Penegak Hukum Setengah Dewa
Hukumonline

"…Peraturan yang sehat yang kami mau, Tegakkan hukum setegak-tegaknya, Adil dan tegas tak pandang bulu.."

Mengawali artikel ini dengan petikan lagu ‘Manusia Setengah Dewa’ yang diciptakan oleh Iwan Fals. Apa yang tertuang dalam petikan lagu tersebut kini tengah menjadi perbincangan masyarakat baik di dunia nyata maupun di dunia maya yang tengah dikejutkan dengan penetapan tersangka korban begal.

Berbagai polemik tentang keadilan hingga meme muncul di tengah masyarakat sehubungan dengan penetapan tersangka pihak yang menjadi korban begal di Lombok Tengah. Lebih mengherankan masyarakat, pihak kepolisian justru menetapkan pelaku begal sebagai saksi dalam perkara tersebut meskipun pada akhirnya polisi menghentikan penyidikan atas kasus tersebut.
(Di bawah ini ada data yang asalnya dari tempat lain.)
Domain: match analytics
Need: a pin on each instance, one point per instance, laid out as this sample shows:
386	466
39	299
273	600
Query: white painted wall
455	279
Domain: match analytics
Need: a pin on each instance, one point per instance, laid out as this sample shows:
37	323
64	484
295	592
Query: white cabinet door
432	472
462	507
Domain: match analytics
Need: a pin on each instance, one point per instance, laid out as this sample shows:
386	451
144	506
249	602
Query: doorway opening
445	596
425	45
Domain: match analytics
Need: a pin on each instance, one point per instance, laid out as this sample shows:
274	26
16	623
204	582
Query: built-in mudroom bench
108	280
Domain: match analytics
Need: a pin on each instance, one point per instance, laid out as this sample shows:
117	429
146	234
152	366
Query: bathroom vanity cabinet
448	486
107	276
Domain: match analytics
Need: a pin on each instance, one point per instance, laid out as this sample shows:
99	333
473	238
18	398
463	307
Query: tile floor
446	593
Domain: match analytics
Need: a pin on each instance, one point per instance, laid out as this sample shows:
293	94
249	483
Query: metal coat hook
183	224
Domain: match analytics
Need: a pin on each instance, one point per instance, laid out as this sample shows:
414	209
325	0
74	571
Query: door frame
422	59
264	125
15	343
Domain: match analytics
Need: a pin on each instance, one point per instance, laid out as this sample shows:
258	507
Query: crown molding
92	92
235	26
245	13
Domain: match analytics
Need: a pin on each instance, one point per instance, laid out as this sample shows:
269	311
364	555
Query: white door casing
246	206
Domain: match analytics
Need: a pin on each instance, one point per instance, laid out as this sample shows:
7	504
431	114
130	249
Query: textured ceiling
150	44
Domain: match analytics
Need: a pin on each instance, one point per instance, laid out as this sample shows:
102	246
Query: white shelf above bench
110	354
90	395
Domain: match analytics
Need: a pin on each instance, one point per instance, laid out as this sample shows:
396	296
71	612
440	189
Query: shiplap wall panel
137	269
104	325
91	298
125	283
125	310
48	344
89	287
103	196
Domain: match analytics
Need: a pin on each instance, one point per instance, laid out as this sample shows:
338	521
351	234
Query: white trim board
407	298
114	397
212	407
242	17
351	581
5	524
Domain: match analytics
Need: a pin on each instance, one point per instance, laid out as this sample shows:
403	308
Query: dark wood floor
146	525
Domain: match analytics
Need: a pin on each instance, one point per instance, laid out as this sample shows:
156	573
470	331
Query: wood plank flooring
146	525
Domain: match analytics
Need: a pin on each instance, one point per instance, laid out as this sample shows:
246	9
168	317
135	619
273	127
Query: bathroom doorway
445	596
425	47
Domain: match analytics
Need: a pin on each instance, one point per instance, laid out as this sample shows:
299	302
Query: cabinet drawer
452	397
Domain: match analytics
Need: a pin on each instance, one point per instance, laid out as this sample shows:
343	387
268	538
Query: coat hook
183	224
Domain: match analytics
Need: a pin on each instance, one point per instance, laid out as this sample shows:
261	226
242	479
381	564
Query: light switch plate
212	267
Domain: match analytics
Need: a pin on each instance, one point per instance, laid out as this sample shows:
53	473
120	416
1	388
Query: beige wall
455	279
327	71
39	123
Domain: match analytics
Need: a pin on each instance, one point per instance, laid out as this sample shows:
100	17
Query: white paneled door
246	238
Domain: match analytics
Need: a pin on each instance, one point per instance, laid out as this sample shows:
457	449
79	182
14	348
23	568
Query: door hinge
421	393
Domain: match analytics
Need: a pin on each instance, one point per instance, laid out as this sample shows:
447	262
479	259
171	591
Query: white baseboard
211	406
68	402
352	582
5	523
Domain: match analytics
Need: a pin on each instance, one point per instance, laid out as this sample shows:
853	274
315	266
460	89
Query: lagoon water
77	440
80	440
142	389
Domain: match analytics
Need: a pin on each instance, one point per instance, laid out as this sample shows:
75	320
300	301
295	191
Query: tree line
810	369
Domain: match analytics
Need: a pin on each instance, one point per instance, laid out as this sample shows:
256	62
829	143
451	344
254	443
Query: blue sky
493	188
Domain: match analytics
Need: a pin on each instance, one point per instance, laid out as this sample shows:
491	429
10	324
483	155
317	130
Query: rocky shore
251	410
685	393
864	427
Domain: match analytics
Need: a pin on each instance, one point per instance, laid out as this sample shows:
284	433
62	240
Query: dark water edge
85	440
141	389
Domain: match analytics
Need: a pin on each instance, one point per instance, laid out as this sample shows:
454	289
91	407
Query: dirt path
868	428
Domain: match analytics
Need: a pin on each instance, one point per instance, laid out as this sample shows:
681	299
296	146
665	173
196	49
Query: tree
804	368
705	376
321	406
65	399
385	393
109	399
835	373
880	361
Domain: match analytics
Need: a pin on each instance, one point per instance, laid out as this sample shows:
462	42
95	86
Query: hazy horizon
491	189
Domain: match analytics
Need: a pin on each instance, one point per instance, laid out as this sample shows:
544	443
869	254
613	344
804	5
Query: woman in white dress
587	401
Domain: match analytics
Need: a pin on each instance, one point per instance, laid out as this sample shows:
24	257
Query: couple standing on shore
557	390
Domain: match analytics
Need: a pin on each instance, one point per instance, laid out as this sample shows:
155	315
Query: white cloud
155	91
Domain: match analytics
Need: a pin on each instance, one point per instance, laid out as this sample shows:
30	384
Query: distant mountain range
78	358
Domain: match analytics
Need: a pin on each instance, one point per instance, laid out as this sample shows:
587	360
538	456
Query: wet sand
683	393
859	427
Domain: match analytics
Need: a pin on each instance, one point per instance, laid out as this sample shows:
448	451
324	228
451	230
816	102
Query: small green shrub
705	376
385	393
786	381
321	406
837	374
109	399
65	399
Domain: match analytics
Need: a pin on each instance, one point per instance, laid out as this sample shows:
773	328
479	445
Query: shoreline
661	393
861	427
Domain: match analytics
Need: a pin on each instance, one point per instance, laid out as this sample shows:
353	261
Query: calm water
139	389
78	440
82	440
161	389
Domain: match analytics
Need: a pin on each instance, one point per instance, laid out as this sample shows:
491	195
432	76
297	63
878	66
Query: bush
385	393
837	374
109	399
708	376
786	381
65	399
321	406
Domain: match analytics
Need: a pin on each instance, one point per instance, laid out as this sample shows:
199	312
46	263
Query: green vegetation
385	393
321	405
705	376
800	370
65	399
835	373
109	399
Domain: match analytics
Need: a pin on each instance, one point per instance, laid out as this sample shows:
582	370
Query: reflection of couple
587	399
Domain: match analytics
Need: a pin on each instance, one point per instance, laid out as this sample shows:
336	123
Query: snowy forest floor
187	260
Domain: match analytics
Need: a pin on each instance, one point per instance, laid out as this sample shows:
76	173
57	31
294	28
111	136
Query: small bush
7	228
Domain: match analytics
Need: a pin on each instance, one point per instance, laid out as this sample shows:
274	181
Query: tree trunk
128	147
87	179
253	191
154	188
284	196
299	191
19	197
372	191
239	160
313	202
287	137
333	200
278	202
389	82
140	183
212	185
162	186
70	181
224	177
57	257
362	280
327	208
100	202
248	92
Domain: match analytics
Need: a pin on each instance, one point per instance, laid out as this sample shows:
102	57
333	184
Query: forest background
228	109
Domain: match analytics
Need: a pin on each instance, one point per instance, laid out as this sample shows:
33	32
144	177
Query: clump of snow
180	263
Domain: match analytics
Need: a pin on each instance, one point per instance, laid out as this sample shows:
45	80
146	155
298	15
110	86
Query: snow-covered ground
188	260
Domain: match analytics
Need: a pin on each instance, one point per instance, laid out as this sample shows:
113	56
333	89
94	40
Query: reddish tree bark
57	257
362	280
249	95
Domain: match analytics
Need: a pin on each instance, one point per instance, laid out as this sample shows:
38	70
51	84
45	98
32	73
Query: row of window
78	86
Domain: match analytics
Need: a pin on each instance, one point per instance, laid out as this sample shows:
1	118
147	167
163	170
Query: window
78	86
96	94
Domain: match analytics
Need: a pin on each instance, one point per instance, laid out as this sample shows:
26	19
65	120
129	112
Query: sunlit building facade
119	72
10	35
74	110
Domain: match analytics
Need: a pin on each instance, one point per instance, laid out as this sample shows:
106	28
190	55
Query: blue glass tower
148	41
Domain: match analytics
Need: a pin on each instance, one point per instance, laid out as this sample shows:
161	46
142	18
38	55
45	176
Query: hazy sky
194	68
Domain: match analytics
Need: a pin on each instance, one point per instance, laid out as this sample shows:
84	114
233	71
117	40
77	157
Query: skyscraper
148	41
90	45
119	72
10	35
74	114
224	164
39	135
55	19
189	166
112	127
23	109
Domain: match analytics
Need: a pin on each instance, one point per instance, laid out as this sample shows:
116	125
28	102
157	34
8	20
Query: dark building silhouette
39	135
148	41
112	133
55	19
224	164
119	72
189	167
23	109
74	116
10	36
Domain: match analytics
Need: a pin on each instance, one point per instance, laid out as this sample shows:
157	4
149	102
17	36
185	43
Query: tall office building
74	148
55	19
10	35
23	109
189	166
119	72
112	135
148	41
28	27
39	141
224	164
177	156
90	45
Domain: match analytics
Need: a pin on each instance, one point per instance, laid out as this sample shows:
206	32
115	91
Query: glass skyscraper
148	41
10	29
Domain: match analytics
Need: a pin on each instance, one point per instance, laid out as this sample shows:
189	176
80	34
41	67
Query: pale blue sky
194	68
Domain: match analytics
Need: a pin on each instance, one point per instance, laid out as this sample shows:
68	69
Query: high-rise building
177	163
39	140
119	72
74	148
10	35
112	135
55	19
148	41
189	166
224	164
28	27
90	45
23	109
Peristiwa di Lombok Tengah tersebut bukanlah peristiwa yang pertama kali, bahkan kasus sejenis sudah pernah terjadi di Malang (Jawa Timur) ketika pelajar korban begal membela diri dan melindungi pacarnya dari kejahatan begal justru dituntut hukuman seumur hidup. Korban yang menjadi tersangka, dan pelaku yang menjadi saksi bahkan pelapor kerap terjadi di daerah Lombok, masyarakat tentu masih mengingat kasus Baiq Nuril, korban pelecehan seksual yang justru dilaporkan hingga dihukum oleh pengadilan hingga Mahkamah Agung dan pada akhirnya Baiq Nuril dibebaskan oleh Presiden dan Dewan Perwakilan Rakyat (DPR RI) melalui mekanisme amnesti setelah menuai kecaman dan polemik masyarakat.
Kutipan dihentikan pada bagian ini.